While working on the performance of SpectMorph, a project I’ll blog about later, using *oprofile* and *valgrind –tool=callgrind* both indicated that much time was spent in libm sincos() and/or libm sin(). Now the libm sincos() function uses the fsincos FPU instruction on x86 processors, and this instruction takes *about 100 cpu cycles*. If you need really really a lot of these sin values – like I do in SpectMorph – then this adds up to a significant percentage of all CPU time used.

So the first idea was to use a table and an interpolation scheme to implement an own sincos() function that is faster than the FPU version.
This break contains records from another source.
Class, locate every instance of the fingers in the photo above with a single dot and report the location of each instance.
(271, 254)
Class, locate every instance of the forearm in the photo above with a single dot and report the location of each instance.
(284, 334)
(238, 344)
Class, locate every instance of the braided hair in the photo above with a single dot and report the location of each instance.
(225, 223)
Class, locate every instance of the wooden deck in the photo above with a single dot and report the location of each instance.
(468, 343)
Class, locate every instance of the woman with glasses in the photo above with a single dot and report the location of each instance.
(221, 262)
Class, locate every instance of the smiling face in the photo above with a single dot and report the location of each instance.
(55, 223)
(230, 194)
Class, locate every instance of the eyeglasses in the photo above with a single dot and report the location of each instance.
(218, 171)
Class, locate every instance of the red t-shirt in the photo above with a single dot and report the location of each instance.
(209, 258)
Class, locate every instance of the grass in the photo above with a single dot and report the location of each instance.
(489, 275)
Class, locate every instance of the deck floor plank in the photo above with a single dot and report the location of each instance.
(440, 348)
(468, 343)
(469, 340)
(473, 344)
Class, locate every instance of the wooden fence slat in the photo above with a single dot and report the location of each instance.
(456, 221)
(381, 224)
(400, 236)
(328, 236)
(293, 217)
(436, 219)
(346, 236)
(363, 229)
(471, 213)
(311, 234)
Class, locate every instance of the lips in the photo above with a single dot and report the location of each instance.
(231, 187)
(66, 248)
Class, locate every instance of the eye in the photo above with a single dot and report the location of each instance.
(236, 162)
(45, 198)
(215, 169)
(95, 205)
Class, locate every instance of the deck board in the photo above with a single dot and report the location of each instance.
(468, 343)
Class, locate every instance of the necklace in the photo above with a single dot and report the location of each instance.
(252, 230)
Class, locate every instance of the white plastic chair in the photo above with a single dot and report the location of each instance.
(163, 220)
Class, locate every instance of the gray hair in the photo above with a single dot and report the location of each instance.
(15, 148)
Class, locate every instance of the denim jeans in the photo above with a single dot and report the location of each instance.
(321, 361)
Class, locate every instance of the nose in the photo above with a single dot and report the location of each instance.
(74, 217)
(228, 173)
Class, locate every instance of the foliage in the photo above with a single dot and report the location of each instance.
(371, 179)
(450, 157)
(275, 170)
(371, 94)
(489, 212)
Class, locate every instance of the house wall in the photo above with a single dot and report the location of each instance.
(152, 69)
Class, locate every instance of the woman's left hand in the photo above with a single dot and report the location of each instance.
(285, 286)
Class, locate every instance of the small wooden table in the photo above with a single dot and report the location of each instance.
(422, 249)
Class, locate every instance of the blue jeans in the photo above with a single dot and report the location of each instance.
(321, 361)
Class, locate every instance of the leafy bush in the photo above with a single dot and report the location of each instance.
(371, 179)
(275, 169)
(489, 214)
However, after thinking again, there is an even better way, if you need sincos (phase), sincos (phase + phase_inc), sincos (phase + 2 * phase_inc) … sincos (phase + n * phase_inc). So if what you really want is creating a sine/cosine wave, there is a trick:

Using a complex number for the start phase c_start, and a complex number for the phase increment c_inc, you can rewrite the above as c_start, c_start * c_inc^1, c_start * c_inc^2, c_start * c_inc^3 and so on. So the whole task is reduced to multiplying c_start with c_inc again and again. From my measurements, implementing this reduces the amount of work to *about 10 cpu cycles*. To get good precision, every once in a while, the code should do a real sincos() call to compute a new c_start.

Is that all that can be optimized? No. The math can be made even faster when using SSE instructions. Then you can compute four of these complex multiplications at once, so you effectively end up with *about 3.5 cpu cycles* per sincos() value, or *less than 2.5 cpu cycles* if you only need sin() values. In this case the imaginary part of the complex value needs to be computed, but not the real part.

Here is the source code for generating an array of sin()/sincos() values. Note that you need to compile with -msse for SSE instructions, and that all float arrays need to be 16-byte aligned.

Also note that if you need the *weighted sum of many sine waves*, you might be better off using an inverse FFT; I need that sometimes but not always, so this case can be optimized seperately.